Tampopo-Style Menma (Bamboo Shoots)
- Place bamboo shoots in a saucepan, cover with fresh water, and simmer 10 minutes. Drain.
- Return bamboo to pan. Add sesame oil, water, soy sauce, mirin, koji, and sugar.
- Simmer uncovered 20–30 minutes until liquid reduces and bamboo is glossy and deeply seasoned.
- Cool in liquid. Refrigerate up to 5 days.
Assemble the Ramen
- Bring broth back to a gentle simmer.
- Add noodles and bok choy. Cover and cook, stirring once, until noodles are tender and bok choy just wilts, about 4 minutes.
- Add tofu to the pot. Turn off heat. Let rest 30 seconds.
Final Garnishes
- Negi (green onion), thinly sliced on a bias and soaked briefly in ice water
- Nori, cut into thin strips or gently torn
- Bean sprouts, blanched 30 seconds and shocked in cold water
To Finish the Bowl
Ladle ramen into warmed bowls.
Add tofu and bok choy evenly.
Place menma deliberately.
Add a small nest of negi.
Lean nori against the bowl.
Finish with a pinch of sprouts and Fresno chile.
Pause.
Inhale.
Eat deliberately. Finish every last drop.
This is ramen as the film teaches it:
not rushed, not ornamental, not abstract —
but earned, embodied, and complete.
Notes
- This is not fast ramen. The broth improves with time. If possible, make it a day ahead and reheat gently.
- Do not boil the kombu. Bring it to a bare simmer, then remove — bitterness is the enemy of clarity.
- Shio koji adds depth and softness without heaviness. If unavailable, white miso can substitute, but the fermentation note will be quieter.

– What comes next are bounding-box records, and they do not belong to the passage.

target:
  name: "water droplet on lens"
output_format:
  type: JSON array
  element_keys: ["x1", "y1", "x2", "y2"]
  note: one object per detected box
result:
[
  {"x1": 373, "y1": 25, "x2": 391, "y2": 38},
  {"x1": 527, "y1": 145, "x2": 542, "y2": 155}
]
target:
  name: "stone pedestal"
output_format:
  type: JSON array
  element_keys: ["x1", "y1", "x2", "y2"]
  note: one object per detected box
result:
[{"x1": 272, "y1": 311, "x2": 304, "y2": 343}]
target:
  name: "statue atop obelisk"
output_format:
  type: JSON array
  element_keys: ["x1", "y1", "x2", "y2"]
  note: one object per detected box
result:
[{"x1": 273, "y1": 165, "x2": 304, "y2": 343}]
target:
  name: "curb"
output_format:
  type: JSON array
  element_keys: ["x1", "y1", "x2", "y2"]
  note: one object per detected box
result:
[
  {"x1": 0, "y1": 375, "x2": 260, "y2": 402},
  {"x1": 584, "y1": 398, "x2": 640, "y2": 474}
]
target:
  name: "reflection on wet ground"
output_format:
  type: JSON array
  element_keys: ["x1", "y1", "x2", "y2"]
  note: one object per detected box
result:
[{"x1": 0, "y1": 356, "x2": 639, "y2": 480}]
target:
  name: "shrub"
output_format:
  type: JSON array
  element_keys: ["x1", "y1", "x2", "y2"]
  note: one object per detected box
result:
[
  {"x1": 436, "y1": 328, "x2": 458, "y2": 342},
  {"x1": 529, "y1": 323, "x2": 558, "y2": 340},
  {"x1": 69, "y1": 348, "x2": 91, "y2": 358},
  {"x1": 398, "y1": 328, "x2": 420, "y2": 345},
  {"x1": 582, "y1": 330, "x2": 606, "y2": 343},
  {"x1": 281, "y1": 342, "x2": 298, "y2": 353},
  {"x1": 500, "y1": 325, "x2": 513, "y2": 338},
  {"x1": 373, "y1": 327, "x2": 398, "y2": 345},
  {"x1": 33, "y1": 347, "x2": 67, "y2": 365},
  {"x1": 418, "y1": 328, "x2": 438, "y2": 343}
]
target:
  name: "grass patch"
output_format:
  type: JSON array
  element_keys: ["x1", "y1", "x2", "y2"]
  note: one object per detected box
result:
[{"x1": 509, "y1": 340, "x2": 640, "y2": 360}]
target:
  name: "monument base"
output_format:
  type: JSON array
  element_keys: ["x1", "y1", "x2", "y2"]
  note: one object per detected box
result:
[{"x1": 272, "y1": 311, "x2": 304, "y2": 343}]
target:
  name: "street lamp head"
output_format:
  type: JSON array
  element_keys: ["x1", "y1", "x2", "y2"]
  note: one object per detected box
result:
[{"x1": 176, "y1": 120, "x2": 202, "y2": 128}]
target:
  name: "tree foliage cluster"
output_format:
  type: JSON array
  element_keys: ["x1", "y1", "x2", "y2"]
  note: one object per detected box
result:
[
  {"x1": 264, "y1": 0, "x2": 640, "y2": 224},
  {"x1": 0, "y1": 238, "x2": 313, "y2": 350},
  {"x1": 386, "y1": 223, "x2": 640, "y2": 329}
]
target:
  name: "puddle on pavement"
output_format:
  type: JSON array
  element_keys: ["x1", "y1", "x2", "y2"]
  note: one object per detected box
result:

- The tofu is meant to be savory and grounding, not crispy like a snack. Brown gently and glaze briefly.
- Menma should be tender and glossy, not crunchy. Let it rest in its liquid for full flavor.
- Garnish deliberately. This is the final five percent — what turns a good bowl into a complete one.
- Eat while hot, but not rushed. This ramen rewards presence.
Both broth and menma can be made ahead of time. Up to 1-2 days in advance which drops day-of-prep down to 30 minutes.